We will have a bit left over after paying things off, but probably still too much to claim UC. I really don’t WANT to be claiming anything, I can make do on what I earn but with childcare costs it will put me in a bad situation financially, that money would be gone in less than a year with older children relying on me too. But my business has big potential if I can have my partner involved. It’s not so easy for him to get an alternative job as we live remotely (I run the business from home) with no transport, and I need help with my mobility some days due to my condition so I don’t injure myself.

My partner currently looks after the baby whilst I work, but wants to get involved in the business as I need help on the admin side and he understands the business as well as I do. My medical condition can leave me struggling to juggle all the business needs by myself some days. If he were to get involved in my business part time and we’re both working, are we then eligible for help with the costs even when not on benefits? We’d both be self employed working on a family business, I couldn’t ‘employ’ him as earnings aren’t always guaranteed (lots of chasing late invoices, a really bad month followed by a great one with a good bonus etc.) How do you prove how many hours you’re both working in this scenario when you’re sharing a bank account? Gov UK ask about how many hours you both work, but it doesn’t work like that for me, I’m paid by the job and each job has a different price.

I’ve looked into tax free childcare, but it doesn’t seem like we’d get much back from that, around £2000 a year? When childcare is probably going to be £1000 a month part time. We won’t be earning a great deal more to begin with but this should hopefully change in the near future as we’ve built things up and got more clients. On such modest earnings how do we afford the childcare costs, which will likely be 3/4 of our earnings?

Hopefully someone knowledgeable can advise me. Neither of us are really in the position to get alternative jobs and we’d both be on minimum wage and struggling if we did.

OP posts:
Tontostitis · 24/05/2024 19:15

Paying for childcare is temporary a career is for life. I worked for nothing when my kids were small. I'd have been better off on benefits. However I'm now retired in my late 50s and very comfortable. My single mum friends who chose the benefits route set their careers back by ten years or lost them altogether and will all be working til state pension age.

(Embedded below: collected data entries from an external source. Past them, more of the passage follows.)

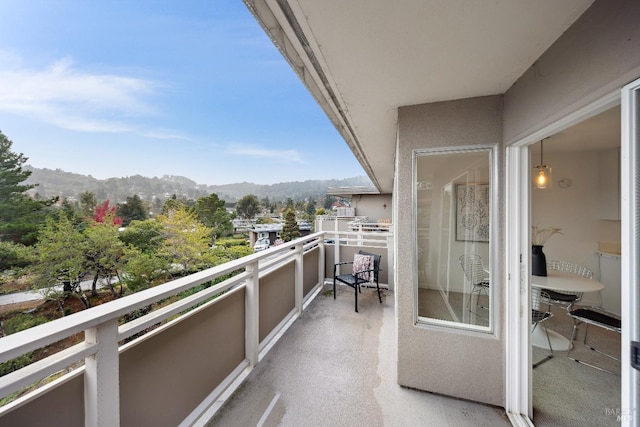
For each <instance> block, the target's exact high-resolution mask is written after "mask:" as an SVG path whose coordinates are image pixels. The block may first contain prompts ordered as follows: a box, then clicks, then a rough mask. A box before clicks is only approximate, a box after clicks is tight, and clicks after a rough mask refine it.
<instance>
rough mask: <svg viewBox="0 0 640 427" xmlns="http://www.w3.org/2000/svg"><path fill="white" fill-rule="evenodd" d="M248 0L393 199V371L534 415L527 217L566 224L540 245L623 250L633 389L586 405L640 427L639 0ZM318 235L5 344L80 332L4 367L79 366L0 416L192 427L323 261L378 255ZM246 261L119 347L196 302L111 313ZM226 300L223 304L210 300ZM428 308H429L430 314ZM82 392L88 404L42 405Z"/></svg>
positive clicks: (465, 399) (624, 295)
mask: <svg viewBox="0 0 640 427" xmlns="http://www.w3.org/2000/svg"><path fill="white" fill-rule="evenodd" d="M245 4H246V5H247V7H248V9H249V10H250V11H251V12H252V13H253V14H254V16H255V17H256V19H257V20H258V22H259V24H260V25H262V27H263V28H264V30H265V31H266V32H267V34H268V35H269V37H270V38H271V40H272V41H273V43H274V44H275V45H276V46H277V47H278V49H279V50H280V51H281V53H282V55H283V56H284V57H285V58H286V60H287V61H288V62H289V64H290V65H291V67H292V68H293V70H294V71H295V72H296V73H298V75H299V76H300V78H301V80H302V82H303V83H304V84H305V85H306V87H307V88H308V90H309V91H310V92H311V94H312V95H313V96H314V97H315V99H316V101H317V102H318V104H319V105H320V107H321V108H322V109H323V110H324V112H325V113H326V115H327V117H328V118H329V119H330V120H331V121H332V122H333V124H334V125H335V127H336V129H337V130H338V131H339V132H340V134H341V135H342V136H343V138H344V139H345V141H346V143H347V145H348V146H349V147H350V149H351V150H352V151H353V153H354V155H355V156H356V157H357V159H358V160H359V162H360V163H361V164H362V166H363V168H364V169H365V171H366V172H367V174H368V175H369V178H370V179H371V181H372V182H373V184H374V186H375V187H376V189H377V191H378V193H379V194H382V195H390V196H385V197H389V200H390V203H391V205H389V204H388V203H387V207H386V208H385V209H386V210H388V209H390V210H391V214H390V215H387V216H386V217H387V218H393V223H392V228H391V232H392V234H393V237H394V238H393V239H391V240H381V244H382V245H384V246H379V247H377V250H380V251H382V250H383V249H384V250H385V251H387V252H386V256H384V257H383V263H384V266H383V267H382V274H383V277H381V278H380V281H381V282H384V283H388V284H389V290H390V292H391V294H390V295H391V297H390V299H393V302H394V309H395V313H394V315H393V316H390V317H391V321H392V322H394V323H393V327H394V329H395V332H396V333H395V337H396V340H394V341H390V342H387V343H386V345H387V350H389V348H391V351H392V352H393V353H394V354H395V355H396V361H395V363H396V365H397V366H396V367H395V368H396V369H395V371H396V372H397V382H398V383H399V384H400V385H402V386H404V387H406V389H407V390H414V389H418V390H425V391H429V392H432V393H433V394H434V395H437V396H441V395H445V396H452V397H456V398H460V399H463V400H464V401H473V402H481V403H484V404H488V405H493V406H496V407H499V408H504V410H505V411H506V413H507V415H508V417H509V421H510V422H511V423H512V424H513V425H521V426H528V425H532V421H531V419H532V418H533V417H534V415H535V414H533V410H532V380H531V378H532V363H533V362H534V360H533V358H532V349H531V339H530V335H531V333H530V331H531V311H530V308H531V305H530V304H531V303H530V297H531V294H532V292H531V289H532V286H531V284H532V283H531V282H532V275H531V264H532V262H531V252H532V250H531V244H532V236H531V225H535V224H536V223H535V222H534V221H536V220H537V221H540V222H543V223H544V224H545V225H549V226H559V227H563V228H566V229H567V234H565V235H564V236H562V239H560V238H559V237H560V236H554V237H553V238H552V240H549V241H548V242H547V243H546V244H545V251H547V253H548V254H549V256H554V257H556V256H557V257H559V256H567V257H575V258H576V259H575V261H582V262H585V263H588V262H592V263H593V262H594V260H595V259H596V258H594V257H596V256H597V255H596V254H597V253H599V252H600V253H609V252H617V251H619V257H620V269H619V272H620V281H619V283H620V285H619V292H620V298H618V299H617V298H616V296H615V295H613V296H611V295H609V296H608V298H610V301H608V302H606V303H605V304H611V305H610V307H614V305H615V303H616V299H617V301H619V303H620V304H619V312H620V315H621V317H622V321H623V324H622V325H623V327H622V335H621V354H622V361H621V364H620V370H621V375H620V377H619V378H620V386H619V388H620V395H621V398H620V401H619V402H618V403H619V404H618V405H615V406H614V407H608V408H600V407H599V406H598V405H599V404H600V402H588V403H589V404H590V406H592V407H594V408H596V407H598V408H599V410H601V411H604V410H605V409H606V410H607V411H609V412H611V414H612V415H613V417H614V418H613V420H615V419H616V418H615V416H616V414H617V416H618V421H620V422H621V423H622V425H625V426H631V425H640V414H638V408H640V397H639V396H640V392H639V391H638V390H639V388H640V387H639V386H640V376H639V372H638V370H637V369H636V368H634V367H633V366H632V362H634V363H635V366H637V360H632V358H631V356H632V354H633V355H635V356H636V357H635V359H637V353H638V350H637V342H638V341H640V321H639V319H638V317H639V315H640V310H638V301H639V300H640V295H639V294H640V289H638V283H639V282H640V281H639V277H638V274H639V273H638V270H639V269H638V259H639V257H638V253H639V250H640V230H638V224H640V218H639V213H638V210H639V209H640V203H639V202H640V200H639V198H640V191H639V189H638V187H637V186H638V183H639V182H640V177H639V176H638V171H640V167H639V166H640V154H639V152H638V150H637V147H639V146H640V133H639V132H638V129H639V123H638V122H639V121H640V114H639V113H638V111H640V109H639V104H640V80H639V79H640V25H638V22H640V3H639V2H637V1H633V0H595V1H593V0H564V1H560V2H559V1H557V0H541V1H537V2H532V1H526V0H497V1H493V2H471V1H464V0H452V1H446V2H443V1H432V0H406V1H401V2H389V1H383V0H368V1H338V0H328V1H322V2H319V1H312V0H245ZM611 123H613V125H611ZM616 129H617V131H616ZM617 132H619V133H617ZM594 136H597V138H594ZM554 144H555V147H554ZM543 146H544V153H543V152H542V151H543ZM566 147H569V148H566ZM618 150H619V153H620V154H619V156H618ZM545 154H546V157H545ZM537 166H551V169H552V172H553V174H552V178H551V180H552V181H553V186H552V187H551V188H547V189H541V190H534V189H533V184H532V182H531V178H532V175H533V170H536V171H538V170H539V168H536V169H534V167H537ZM605 198H606V200H605ZM600 208H602V212H601V209H600ZM558 222H562V223H561V224H559V223H558ZM569 231H570V233H569ZM324 237H325V234H324V232H319V233H316V234H315V235H313V234H312V235H310V236H308V237H307V238H305V239H300V240H299V241H296V242H293V243H292V244H291V246H288V245H286V244H285V245H282V247H281V249H274V250H273V251H274V253H275V252H278V254H279V255H282V257H281V258H286V260H285V261H283V262H282V263H281V264H278V262H280V260H279V259H275V260H273V263H272V261H268V262H267V264H269V267H268V268H267V270H266V271H264V272H261V271H260V268H261V267H260V261H263V260H264V258H266V256H265V255H264V254H263V253H256V254H253V255H250V256H249V257H245V258H243V259H239V260H235V261H233V262H230V263H227V264H225V265H222V266H218V267H216V268H214V269H211V270H208V271H205V272H200V273H197V274H195V275H192V276H190V277H188V278H182V279H181V280H180V281H175V282H173V283H167V284H164V285H161V286H159V287H156V288H152V289H147V290H145V291H142V292H141V293H137V294H134V295H131V296H129V297H125V298H122V299H120V300H118V301H116V302H114V303H112V305H111V307H113V308H112V309H111V311H108V310H107V309H108V307H106V308H104V309H103V310H97V311H93V312H91V313H89V312H86V313H82V316H75V317H73V316H69V318H70V319H59V320H57V321H55V322H51V324H48V325H46V327H45V325H41V326H39V327H36V328H33V330H32V331H30V333H29V334H27V333H17V334H14V335H10V336H7V337H3V338H1V339H0V340H2V341H1V342H0V345H1V346H2V348H3V349H5V350H4V352H5V353H4V354H3V359H2V360H1V361H5V360H8V359H9V358H10V357H18V356H20V355H22V354H24V353H25V352H27V351H31V350H33V349H36V348H38V347H40V346H43V345H46V344H48V343H51V342H52V341H53V340H55V339H59V338H62V337H64V336H67V335H68V334H69V333H76V332H82V331H85V330H86V331H88V332H87V333H85V335H86V336H87V338H86V339H85V341H84V342H83V343H81V345H80V344H79V345H78V346H75V347H73V348H71V349H69V351H68V352H65V353H64V355H63V357H61V358H60V360H57V359H56V360H53V361H50V362H49V363H48V364H46V363H43V364H42V365H38V366H36V367H34V368H33V370H29V371H28V372H27V373H26V374H25V377H26V378H23V377H22V376H21V374H19V373H18V374H16V375H13V374H11V375H12V376H11V377H10V376H6V377H4V378H3V383H2V385H3V390H6V392H7V393H11V392H13V391H15V390H17V389H19V388H20V386H21V385H26V384H29V383H30V381H32V380H35V379H36V378H40V377H39V376H38V375H37V374H39V373H40V371H42V372H45V373H47V374H49V373H53V372H56V370H57V369H60V366H64V364H63V363H62V362H63V361H69V362H70V363H74V362H76V361H78V360H82V359H83V358H84V360H86V361H87V362H86V366H85V367H84V368H83V369H82V370H81V371H80V370H75V371H74V372H72V373H69V374H65V376H64V377H63V378H61V379H59V380H56V381H57V382H56V383H55V384H51V385H48V386H47V388H46V390H43V391H42V392H39V393H40V394H39V395H38V396H35V397H26V398H24V399H23V400H21V401H20V402H18V403H15V404H14V405H13V406H12V407H10V408H8V409H0V422H4V423H9V424H11V422H14V423H15V424H16V425H26V423H25V420H30V419H36V420H38V419H39V420H40V423H42V419H41V418H38V416H39V413H43V414H46V416H47V421H48V422H50V423H52V424H55V423H56V422H57V423H59V424H65V425H82V423H83V422H86V423H87V424H95V425H118V424H119V421H120V420H126V422H125V421H122V423H123V424H134V425H141V424H144V423H145V422H146V423H147V424H154V423H156V424H154V425H160V424H162V423H164V424H171V423H172V424H173V425H175V424H179V423H183V424H184V425H190V424H192V423H193V422H194V420H197V419H199V418H198V417H201V416H202V414H206V413H207V411H208V410H209V408H210V407H213V406H215V404H216V402H217V400H218V397H219V395H220V390H223V391H224V390H226V387H227V386H228V385H229V384H230V383H232V382H234V381H237V380H238V379H239V378H242V375H243V373H244V372H245V371H246V370H250V369H251V368H253V367H254V366H256V365H257V364H258V361H259V359H260V356H261V355H262V354H263V352H264V351H267V349H268V348H269V346H270V345H271V343H272V342H273V339H274V338H273V337H275V336H277V335H278V334H279V333H280V331H281V329H282V328H281V327H282V325H287V324H289V323H291V321H292V319H295V317H296V316H297V315H299V313H301V312H302V310H303V309H304V305H305V304H306V303H307V301H309V299H311V298H313V295H314V293H317V292H319V289H321V286H322V284H323V283H324V280H325V279H327V278H330V277H331V269H332V268H333V262H332V261H333V260H334V259H335V260H341V259H345V258H347V257H348V256H353V253H354V252H355V251H357V250H358V249H360V248H362V247H365V248H366V246H358V244H356V245H352V246H349V245H342V243H341V239H338V240H335V241H336V242H338V244H334V245H325V244H324V240H323V238H324ZM556 237H558V238H556ZM312 238H315V239H316V240H314V241H312V242H311V241H310V240H311V239H312ZM387 242H388V243H387ZM291 247H292V248H293V249H295V250H291V249H290V248H291ZM466 255H475V256H478V257H480V258H481V259H482V260H483V262H484V266H485V267H486V269H487V271H488V273H487V274H488V275H487V282H488V283H489V286H488V287H487V296H484V295H483V296H482V298H483V300H482V301H480V298H481V297H480V296H478V297H477V298H469V295H473V293H472V289H471V288H470V285H471V284H470V283H468V281H466V280H465V278H464V276H463V270H462V269H461V268H460V266H461V265H460V261H462V260H463V259H464V258H463V257H464V256H466ZM263 257H264V258H263ZM279 258H280V257H279ZM592 266H593V267H594V268H596V264H595V263H593V265H592ZM238 270H241V271H242V272H241V273H240V274H239V275H238V276H237V278H234V277H232V278H229V279H226V280H225V281H224V282H222V283H220V284H217V285H216V286H212V287H211V288H209V289H205V290H204V291H202V292H205V293H204V294H199V295H196V296H194V297H193V298H194V301H195V302H200V301H202V302H203V304H202V306H199V307H198V308H197V309H194V310H192V311H190V312H189V314H188V315H187V317H186V318H185V319H184V320H183V319H180V320H177V321H173V320H170V321H168V322H167V323H164V324H163V325H162V327H160V328H158V329H157V330H155V331H153V332H151V333H150V334H148V335H147V336H144V337H142V338H140V339H137V340H136V341H132V342H131V343H128V344H127V345H125V346H123V347H122V348H120V347H119V344H118V343H119V342H120V341H121V340H124V339H127V338H129V337H131V336H133V335H134V334H136V333H137V332H139V331H142V330H144V329H145V328H147V327H149V326H151V325H156V324H159V323H160V322H161V321H164V320H165V319H168V318H169V317H171V316H173V314H174V313H179V312H182V311H184V310H185V308H186V307H183V306H176V307H175V308H174V307H169V308H167V309H166V310H164V311H163V312H162V313H152V314H149V315H148V316H151V317H144V318H141V319H136V321H135V322H131V323H130V324H125V325H118V319H119V314H120V313H125V312H129V311H131V310H134V309H138V308H141V307H146V306H148V305H149V304H152V303H153V302H156V301H159V300H161V299H165V298H167V296H170V295H173V294H175V293H176V292H178V291H181V290H185V289H188V288H189V287H192V286H194V285H197V284H200V283H204V282H206V281H209V280H212V279H217V278H221V277H226V276H225V275H226V274H228V273H230V272H232V271H238ZM614 270H615V267H614ZM293 289H295V290H293ZM445 289H446V290H447V292H444V291H443V290H445ZM214 295H222V297H220V298H218V299H211V300H209V299H208V298H211V297H213V296H214ZM449 296H452V297H453V296H458V297H461V298H462V299H457V300H456V299H453V298H451V299H449ZM190 298H191V297H190ZM438 298H440V299H438ZM205 301H206V302H205ZM425 302H429V303H431V302H436V304H435V309H434V305H433V304H424V303H425ZM176 304H182V303H181V302H180V303H176ZM376 304H377V302H376ZM425 306H426V307H425ZM479 310H484V311H482V312H481V313H482V315H478V314H477V313H478V312H480V311H479ZM359 315H360V316H363V315H366V314H364V313H359ZM162 316H166V317H162ZM65 334H66V335H65ZM220 342H224V343H225V345H224V346H221V345H219V343H220ZM632 349H633V352H632ZM96 355H98V356H99V357H96ZM183 360H186V361H188V363H180V361H183ZM367 362H368V361H367V360H362V361H360V363H361V364H362V365H366V364H367ZM547 363H552V361H550V362H547ZM36 371H37V372H36ZM18 372H20V371H18ZM158 372H162V375H159V374H158ZM118 374H120V375H118ZM118 379H119V381H118ZM306 380H307V379H306V378H301V379H299V380H298V382H301V383H302V382H305V381H306ZM167 384H170V386H167ZM168 387H170V389H171V390H172V391H173V392H172V393H169V392H167V390H168ZM316 397H317V396H316ZM82 399H84V407H81V408H80V406H81V405H74V407H69V408H67V410H65V411H54V410H52V409H51V408H55V407H56V406H55V405H56V404H58V402H61V401H64V402H69V401H74V402H76V401H82ZM309 400H312V399H309ZM272 402H274V401H272ZM267 405H268V399H267ZM267 405H265V406H267ZM75 406H78V408H76V407H75ZM145 409H146V410H147V411H148V412H147V413H146V414H145V412H144V411H145ZM325 409H326V408H325ZM331 409H332V408H331ZM403 410H405V411H406V412H410V411H413V410H415V408H412V407H411V406H407V407H406V408H403ZM325 412H330V410H326V411H325ZM142 414H145V415H147V417H148V418H146V419H142V420H141V419H140V417H141V415H142ZM52 417H56V418H52ZM65 417H66V418H65ZM72 417H73V420H70V419H71V418H72ZM150 417H154V418H153V419H151V418H150ZM170 417H174V418H170ZM36 424H37V423H36Z"/></svg>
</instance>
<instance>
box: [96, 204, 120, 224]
mask: <svg viewBox="0 0 640 427" xmlns="http://www.w3.org/2000/svg"><path fill="white" fill-rule="evenodd" d="M93 220H94V221H95V222H105V221H108V222H110V223H111V224H113V225H122V218H120V217H119V216H116V207H115V206H109V201H108V200H105V201H104V203H102V204H101V205H98V206H96V209H95V214H94V215H93Z"/></svg>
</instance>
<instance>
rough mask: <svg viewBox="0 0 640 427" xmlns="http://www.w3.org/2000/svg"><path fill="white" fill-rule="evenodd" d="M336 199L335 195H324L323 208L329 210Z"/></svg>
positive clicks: (329, 209) (336, 199)
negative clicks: (328, 195)
mask: <svg viewBox="0 0 640 427" xmlns="http://www.w3.org/2000/svg"><path fill="white" fill-rule="evenodd" d="M337 201H338V199H336V198H335V197H333V196H327V197H325V199H324V208H325V209H326V210H328V211H330V210H331V208H332V207H333V204H334V203H335V202H337Z"/></svg>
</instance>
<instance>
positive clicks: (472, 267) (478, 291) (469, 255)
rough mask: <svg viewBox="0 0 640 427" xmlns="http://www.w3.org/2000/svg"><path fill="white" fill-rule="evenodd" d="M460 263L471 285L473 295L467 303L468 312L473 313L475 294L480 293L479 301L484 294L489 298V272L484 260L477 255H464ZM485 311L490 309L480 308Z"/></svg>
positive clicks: (467, 301)
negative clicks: (473, 294)
mask: <svg viewBox="0 0 640 427" xmlns="http://www.w3.org/2000/svg"><path fill="white" fill-rule="evenodd" d="M458 262H459V263H460V267H462V271H464V275H465V277H466V278H467V280H468V281H469V283H471V295H470V296H469V300H468V301H467V310H469V311H471V299H472V296H473V294H474V293H476V292H477V293H478V300H476V305H477V301H479V300H480V295H482V294H483V293H484V294H485V295H486V296H487V298H489V286H490V281H489V271H488V270H487V269H486V268H485V267H484V265H483V264H482V258H481V257H480V256H479V255H476V254H463V255H460V258H458ZM480 308H483V309H485V310H488V309H489V308H488V307H484V306H480Z"/></svg>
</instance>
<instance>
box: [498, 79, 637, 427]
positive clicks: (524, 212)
mask: <svg viewBox="0 0 640 427" xmlns="http://www.w3.org/2000/svg"><path fill="white" fill-rule="evenodd" d="M639 89H640V88H639ZM620 103H621V91H620V89H616V90H614V91H613V92H610V93H608V94H606V95H604V96H603V97H601V98H599V99H598V100H596V101H594V102H591V103H590V104H589V105H587V106H585V107H582V108H580V109H578V110H576V111H574V112H572V113H569V114H566V115H565V116H563V117H560V118H559V119H557V120H555V121H553V122H551V123H549V124H546V125H544V126H543V127H542V128H540V129H539V130H537V131H534V132H532V133H531V134H529V135H527V136H525V137H522V138H520V139H518V140H515V141H512V143H509V141H507V146H506V156H505V159H506V176H507V179H506V183H505V204H506V208H505V212H506V233H505V235H506V242H505V249H506V253H507V256H506V263H507V265H506V268H505V270H504V271H505V274H506V277H505V278H504V280H505V283H506V284H507V289H506V307H505V316H506V319H505V343H506V344H505V346H506V373H505V377H506V400H505V410H506V412H507V414H508V416H509V419H510V420H511V422H512V424H513V425H517V426H531V425H533V424H532V423H531V418H532V417H533V396H532V381H531V375H532V373H531V370H532V368H531V345H530V337H529V335H530V327H529V325H530V317H531V314H530V312H531V310H530V295H529V288H530V275H531V268H530V262H529V259H530V256H531V233H530V232H529V230H530V229H531V209H530V200H531V184H530V182H531V181H530V173H531V168H530V159H529V145H531V144H534V143H536V142H538V141H540V140H542V139H544V138H546V137H548V136H550V135H554V134H556V133H558V132H560V131H562V130H564V129H566V128H568V127H570V126H573V125H575V124H577V123H579V122H581V121H583V120H586V119H588V118H590V117H592V116H595V115H596V114H599V113H601V112H603V111H606V110H608V109H610V108H612V107H615V106H617V105H619V104H620ZM639 105H640V104H639ZM636 114H637V113H636ZM636 117H637V116H636ZM623 134H624V130H623ZM624 140H625V139H624V137H623V138H622V141H621V145H624V143H623V141H624ZM627 145H628V143H627ZM622 176H623V177H624V175H622ZM622 191H624V190H622ZM627 191H628V190H627ZM623 199H624V198H623ZM627 221H628V217H627ZM622 222H623V223H624V222H625V219H624V216H623V219H622ZM623 233H624V231H623ZM622 251H623V256H622V260H623V266H624V260H625V259H627V262H629V261H628V260H629V259H632V258H630V257H629V256H628V255H625V246H624V243H623V244H622ZM627 254H631V252H627ZM623 269H624V268H623ZM623 274H624V271H623ZM623 282H624V276H623ZM622 314H623V315H625V314H626V315H628V312H625V311H624V309H623V312H622ZM623 325H624V323H623ZM623 350H624V348H623ZM623 373H624V371H623ZM623 393H624V390H623Z"/></svg>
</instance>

CantFindTheBeat · 24/05/2024 19:25

Is it possible for your partner to get an evening or weekend job, OP, to bring some money in outside of the times you'd need childcare?

BusyCM · 24/05/2024 19:31

Lots of writing but very little information such as age of child?

Surely employing him would save you money? Tax deductible wages, a second personal allowance and then be eligible for funded childcare from September? Also think £2k TFC is better than nothing isn't it?

SkankingWombat · 24/05/2024 21:41

You need to speak to an accountant for advice on how to legitimately keep the extra SE income within the company/pay DH. It will be money well spent.